= Hongni Wu =

Chinese mezzo-soprano opera singer (born 1994)

Hongni Wu (吴虹霓;) a Chinese mezzo-soprano opera singer.

==Early life and education==
Wu was born in Jingdezhen, China. She studied at the Xinghai Conservatory of Music before to moving to the United States. In 2018 she graduated with a certificate in music from the Manhattan School of Music (MSM). While at MSM she was a pupil of Joan Patenaude-Yarnell and performed many roles in such operas as Sesto in La clemenza di Tito, Dragonfly in L'enfant et les sortilèges, Prince Orlofsky in Die Fledermaus and Angelina in La Cenerentola. The role of Angelina made her a winner at the Metropolitan Opera National Council Auditions, during which she also sang a bel canto piece from L'italiana in Algeri and during intermission performed an opening scene from Richard Strauss's Der Rosenkavalier.

==Career==
After graduation, Wu left for Portland, Maine, where she made her professional debut as Cherubino in The Marriage of Figaro at the Opera Maine in July 2018. As of 2018 she resides in London where she is a member of the Jette Parker Young Artist Program at The Royal Opera, Covent Garden. In January 2019 Wu performed as Flora in Richard Eyre's production of La traviata – which she reprised in 2020 – and as Siébel in Faust, then sang as Mercédès in Barrie Kosky's production of Carmen and Second Lady in The Magic Flute with the Royal Opera. In May 2019 Wu performed a lead role of Phaedra with Southbank Sinfonia at the Linbury Theatre, Royal Opera House in London.
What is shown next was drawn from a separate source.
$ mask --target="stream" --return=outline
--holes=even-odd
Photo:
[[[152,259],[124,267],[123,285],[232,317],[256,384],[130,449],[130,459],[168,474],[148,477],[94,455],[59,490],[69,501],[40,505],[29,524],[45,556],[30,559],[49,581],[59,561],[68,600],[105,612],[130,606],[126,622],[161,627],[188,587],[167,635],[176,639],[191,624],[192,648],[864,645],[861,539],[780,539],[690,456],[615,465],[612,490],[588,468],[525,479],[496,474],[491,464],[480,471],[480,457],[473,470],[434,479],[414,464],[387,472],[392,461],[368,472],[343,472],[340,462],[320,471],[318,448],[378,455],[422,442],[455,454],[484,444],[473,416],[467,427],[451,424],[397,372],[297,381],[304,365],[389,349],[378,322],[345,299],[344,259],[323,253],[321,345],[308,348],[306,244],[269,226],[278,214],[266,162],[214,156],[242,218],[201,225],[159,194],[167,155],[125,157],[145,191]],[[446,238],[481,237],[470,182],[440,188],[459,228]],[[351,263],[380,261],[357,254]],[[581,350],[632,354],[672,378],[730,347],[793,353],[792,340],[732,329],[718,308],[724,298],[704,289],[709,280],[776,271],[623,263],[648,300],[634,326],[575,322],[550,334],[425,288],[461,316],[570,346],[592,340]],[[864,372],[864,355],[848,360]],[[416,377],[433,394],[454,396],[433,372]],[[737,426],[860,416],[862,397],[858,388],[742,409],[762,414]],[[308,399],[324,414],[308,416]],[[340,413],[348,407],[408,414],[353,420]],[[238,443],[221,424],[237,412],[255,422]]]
Aside from performances in the US, Wu also performs at her native China at the Shanghai Conservatory of Music, Yangzhou University of Music and Nanjing University of Music. She appeared on the CCTV's 15th National Young Singers' Concert in Beijing and on a parade during the celebration of the 65th anniversary of the founding of the People's Republic of China. She also sang at the Martina Arroyo Foundation's Prelude Gala Concert in New York.